CS 194: Computational Photography, Spring 2020

Project 4

Abby Cohn


In this project, the first part consists of image classification in the Fashion-MNIST dataset using Pytorch in Google Colab. The second part is a semantic segmentation in the Facades Dataset. Increasing average precision is achieved by changing parameters, such as epoch number and convolutional layer characteristics.

Image Classification

The model I created has 2 convolutional layers, 3x3 kernels, and has Relu and maxpool layers. I couple the cross entropy function for loss with the Adam optimizer that has a learning rate of 0.001. These parameters helped the model get to an overall 91% accuracy. The validation accuracy was slightly below the training accuracy over the 5 epochs.

accuracy of validation(blue) & training(orange) over #epochs
overall accuracy: 91%

As we can see, the accuracy of the shirt was the worst out of the 10 classes at 74%. My guess as to why its a bit lower is that there is much more variation in a shirt than other clothing items, and it can be easily mistaken for other pieces. The best accuracy is trousers and bags, which both hit 99% accuracy, probably because of their very distinct shapes.

2 correctly predicted t-shirts; incorrectly predicted shirt & dress
2 correctly predicted trousers; incorrectly predicted dress & dress
2 correctly predicted pullovers; incorrectly predicted shirt & shirt
2 correctly predicted dresses; incorrectly predicted shirt & shirt
2 correctly predicted coats; incorrectly predicted shirt & shirt
2 correctly predicted sandals; incorrectly predicted ankle boot & sneaker
2 shirts; incorrectly predicted pullover & t-shirt
2 correctly predicted sneakers; incorrectly predicted ankle boot & ankle boot
2 correctly predicted bags; incorrectly predicted sneaker & shirt
2 correctly predicted ankle boots; incorrectly predicted sneaker & shirt
Here, we have the 32 3x3 filters of the first convolution layer.

Semantic Segmentation

For this part of the projects, I played around with parameters until I found the most optimal combination. I finished with a network of 5 convolution layers with 64, 128, 256, 512, and 5 channels. I attempted to add in maxpool with a transpose, but it did not affect AP very much, so I left it out. I use the cross entropy loss function and the Adam optimizer with learning rate le-3 and weight decay of 2e-5. I ended up using 15 epochs.

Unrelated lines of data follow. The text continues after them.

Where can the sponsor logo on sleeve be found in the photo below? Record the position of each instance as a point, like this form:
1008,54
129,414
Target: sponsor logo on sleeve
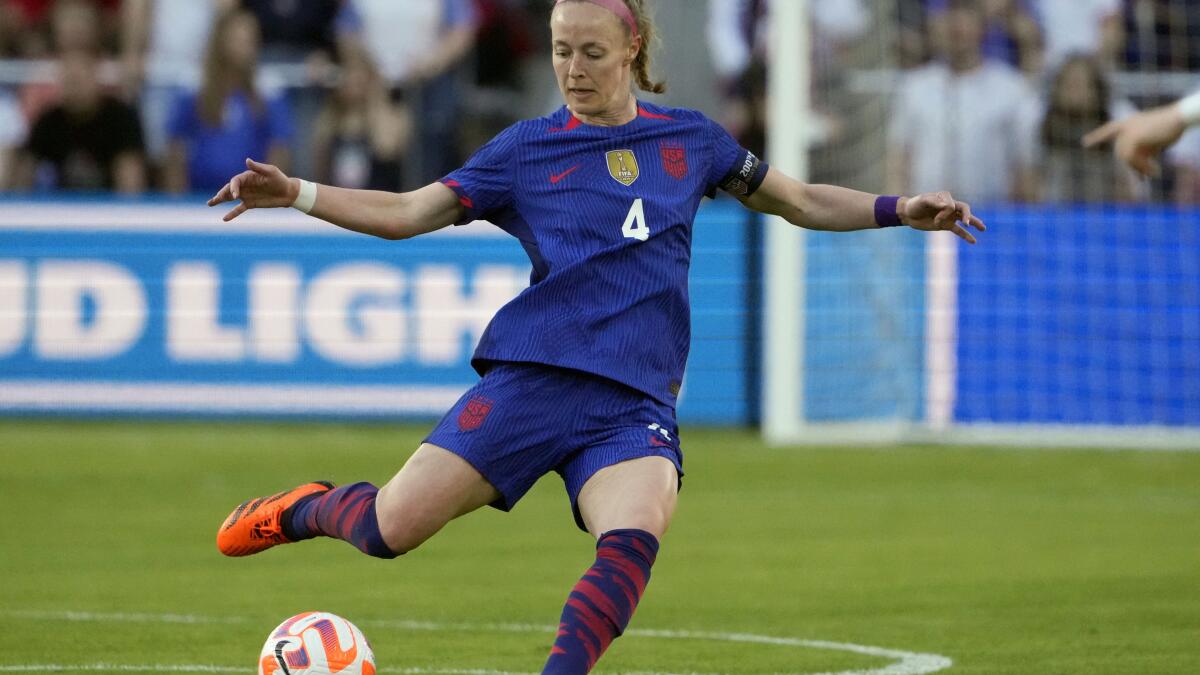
675,161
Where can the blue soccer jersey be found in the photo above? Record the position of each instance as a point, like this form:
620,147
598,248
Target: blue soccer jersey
605,215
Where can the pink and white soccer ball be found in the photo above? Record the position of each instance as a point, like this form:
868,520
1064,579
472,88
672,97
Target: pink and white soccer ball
316,643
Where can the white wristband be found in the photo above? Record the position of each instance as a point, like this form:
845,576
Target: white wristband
307,197
1189,107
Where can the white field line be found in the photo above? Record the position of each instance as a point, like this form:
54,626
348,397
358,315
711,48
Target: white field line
904,662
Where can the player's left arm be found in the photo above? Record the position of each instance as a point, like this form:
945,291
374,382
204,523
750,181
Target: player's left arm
840,209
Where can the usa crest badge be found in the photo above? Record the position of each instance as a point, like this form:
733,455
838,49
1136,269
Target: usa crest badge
623,167
474,413
675,161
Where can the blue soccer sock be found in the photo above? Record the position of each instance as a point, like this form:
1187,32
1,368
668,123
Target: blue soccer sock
600,605
345,513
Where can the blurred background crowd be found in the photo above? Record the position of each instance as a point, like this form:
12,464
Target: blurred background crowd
985,97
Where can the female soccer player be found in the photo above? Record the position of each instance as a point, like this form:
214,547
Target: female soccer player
581,371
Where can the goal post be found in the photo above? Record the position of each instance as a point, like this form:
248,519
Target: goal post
784,266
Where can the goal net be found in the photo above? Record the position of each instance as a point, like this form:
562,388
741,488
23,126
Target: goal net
1077,318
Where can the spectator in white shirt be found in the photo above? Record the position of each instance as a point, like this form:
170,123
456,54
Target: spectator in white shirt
966,124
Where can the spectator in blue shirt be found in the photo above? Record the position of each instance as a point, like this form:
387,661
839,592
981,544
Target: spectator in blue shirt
419,48
214,130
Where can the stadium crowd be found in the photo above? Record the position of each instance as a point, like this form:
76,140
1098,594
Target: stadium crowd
171,95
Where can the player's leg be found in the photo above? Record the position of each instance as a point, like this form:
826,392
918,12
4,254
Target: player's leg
433,488
490,448
628,508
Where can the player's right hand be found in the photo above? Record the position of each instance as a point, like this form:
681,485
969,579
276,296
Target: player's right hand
1140,138
262,186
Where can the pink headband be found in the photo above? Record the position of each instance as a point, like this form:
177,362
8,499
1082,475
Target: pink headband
617,7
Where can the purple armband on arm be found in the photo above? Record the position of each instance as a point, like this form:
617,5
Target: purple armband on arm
886,211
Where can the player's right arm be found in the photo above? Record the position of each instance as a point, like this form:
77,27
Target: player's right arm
1138,139
388,215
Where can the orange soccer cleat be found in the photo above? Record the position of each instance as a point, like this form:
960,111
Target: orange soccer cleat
256,525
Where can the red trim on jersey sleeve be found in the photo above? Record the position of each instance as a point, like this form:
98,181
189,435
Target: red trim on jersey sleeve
571,124
643,113
463,198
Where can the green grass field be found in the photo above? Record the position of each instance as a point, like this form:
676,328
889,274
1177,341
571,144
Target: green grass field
1003,561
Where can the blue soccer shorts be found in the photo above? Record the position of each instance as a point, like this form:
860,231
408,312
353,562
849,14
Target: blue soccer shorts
523,420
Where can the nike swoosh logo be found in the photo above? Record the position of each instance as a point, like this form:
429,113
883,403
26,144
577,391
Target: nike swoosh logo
557,179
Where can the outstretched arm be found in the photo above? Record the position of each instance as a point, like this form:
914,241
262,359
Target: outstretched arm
840,209
388,215
1140,138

trianing(orange) & validation(blue) loss over #epochs
average of .49 AP across classes

I was able to achieve an overall AP (average precision of .49. I tested the model on a couple images of my choosing. I used an image of Berkeley’s South Hall and an image of a government building in Vietnam. In both, we see that windows and facades are classified pretty well, and it makes out balconies somewhat. It does not perform very well at classifying pillars, but the model did alright overall.